En el décimo aniversario de graduación, llegué a la reunión manejando mi viejo Ford nacional.
Mis compañeros llegaban en Lamborghinis, Ferraris, Maybachs e incluso un Bugatti dorado; mi carro se veía especialmente miserable en comparación.
Entre sus palabras no faltaban las burlas envenenadas hacia mí. Solo Dalia, la asistente de porristas, me consolaba y hasta insinuaba que algún día yo también tendría un carro de lujo.
En realidad, en la preparatoria yo sacaba buenas notas y tenía un físico envidiable; el entrenador de porristas me había elegido directamente, pero mi carácter nunca encajó con aquel grupo de chicas.

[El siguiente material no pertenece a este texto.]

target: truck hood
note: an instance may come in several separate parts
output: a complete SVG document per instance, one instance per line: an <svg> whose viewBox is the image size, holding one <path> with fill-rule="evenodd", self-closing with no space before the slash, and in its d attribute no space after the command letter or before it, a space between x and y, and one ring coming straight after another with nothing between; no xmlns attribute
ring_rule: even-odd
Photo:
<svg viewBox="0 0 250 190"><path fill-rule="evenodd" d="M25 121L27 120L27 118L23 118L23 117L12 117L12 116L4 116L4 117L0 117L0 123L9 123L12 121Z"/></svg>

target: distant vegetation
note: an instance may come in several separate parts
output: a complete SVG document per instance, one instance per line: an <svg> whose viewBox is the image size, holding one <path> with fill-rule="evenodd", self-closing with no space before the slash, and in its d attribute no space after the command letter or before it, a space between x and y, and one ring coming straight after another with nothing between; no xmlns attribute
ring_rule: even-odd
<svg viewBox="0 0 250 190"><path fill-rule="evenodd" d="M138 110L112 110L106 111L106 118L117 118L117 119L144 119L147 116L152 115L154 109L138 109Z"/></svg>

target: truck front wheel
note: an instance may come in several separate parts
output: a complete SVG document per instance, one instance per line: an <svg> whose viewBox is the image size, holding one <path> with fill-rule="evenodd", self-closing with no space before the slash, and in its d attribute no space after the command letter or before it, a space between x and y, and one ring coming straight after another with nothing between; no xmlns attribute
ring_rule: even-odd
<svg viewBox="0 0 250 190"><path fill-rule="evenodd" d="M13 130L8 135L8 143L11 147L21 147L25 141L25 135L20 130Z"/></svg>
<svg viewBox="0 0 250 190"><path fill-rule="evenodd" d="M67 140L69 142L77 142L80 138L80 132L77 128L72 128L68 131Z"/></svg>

De no ser porque Dalia insistía enviándome mensajes, jamás habría venido a esta reunión.
Había rechazado una cita importante con inversionistas extranjeros y apenas logré sacar dos horas de mi agenda.
Sin embargo, lo que me recibió no fue la amistad perdida, sino puro alarde y palabras huecas.
En el salón de banquetes todos bebían champaña y reían sin parar: unos hablaban de carros de lujo, otros de inversiones; la conversación giraba siempre en torno a marcas, dinero y estatus social.
No me gustaba ese ambiente, así que me di la vuelta para marcharme.
Dalia, al verlo, enseguida me detuvo con la mano.
—Nicole, manejar un carro nacional no es ninguna vergüenza, no te apresures a irte.
Apenas abrí la boca, el compañero que antes me había ridiculizado me lanzó una mirada de desprecio.
—Eso, eso… después de tantos años sin vernos, ¿de verdad no quieres compartir un rato con todos?
—Pero… por lo que veo, nadie está muy interesado en hablar contigo. Al fin y al cabo… ¿cómo puedes compararte con nosotros los “exitosos”, si conduces ese pobre Ford viejo?
Al final, estalló en carcajadas.
Levanté la cabeza y lo miré fríamente.
—No hace falta. Esta vez vine solo por respeto a Dalia. En el futuro, no me inviten a reuniones tan inútiles.
Apenas terminé de hablar, Mela, rodeada como la estrella del salón, se levantó de golpe.
—Nicole, ¿qué quieres decir con eso? ¿Acaso insinúas que no somos dignos de compartir la mesa contigo?
Mela, con su aire altivo y su mirada cargada de desprecio, me atravesó de arriba abajo. Había sido la capitana de las porristas: hermosa, arrogante, y ahora comprometida con el heredero de la poderosa Familia Reno, la mafia más antigua y temida de la ciudad. Naturalmente, todos giraban en torno a ella.
Sus palabras distorsionaron deliberadamente mi intención, pero la multitud de inmediato la secundó.
—¡Vaya, manejar un simple Ford nacional y aún así mirar a los demás por encima del hombro!
—Antes pensaba que la consentida del entrenador, la de mejores calificaciones en el equipo, era alguien extraordinario, pero parece que tampoco es gran cosa.
—¿De qué sirven las buenas notas? Después de graduarse solo terminaste siendo una empleada cualquiera, perdida en Nueva York.
¿Perdida en Nueva York? No se equivocaban del todo: en una ciudad así, no importa a qué te dediques, siempre te sientes como una forastera, sin pertenencia real.
—Hoy en día de nada sirve haber sacado buenas calificaciones, lo que importa son los carros y el poder.
Respiré hondo y me dispuse a salir de ese ambiente hipócrita.
—Señores, mil disculpas, tengo otra reunión importante más tarde.
—Esta comida corre por mi cuenta, pidan lo que quieran.
—Después solo mándenme la factura.
Ya estaba extendiendo la mano para abrir la puerta cuando Mela se adelantó y me bloqueó el paso.
En ese instante, las puertas se abrieron de par en par y entraron en fila más de diez hombres corpulentos vestidos de negro, alineándose con el pecho adornado por una placa dorada: Familia Reno.
Uno de los clanes mafiosos más antiguos y poderosos de la ciudad.
Mela alzó la barbilla, vació su copa de un trago y se limpió los labios con un gesto frío y dominante.
—Nicole, ¿acaso te di permiso de irte?
—Esta cena cuesta fácilmente más de cien mil dólares, ¿con tu sueldo miserable crees poder pagarla?
En ese momento, un hombre con la camisa abierta y un tatuaje de águila en el pecho, me sujetó con fuerza contra la silla.
Me levantó el mentón y se acercó peligrosamente.
—Han pasado tantos años y sigues siendo la misma pobrecita miserable.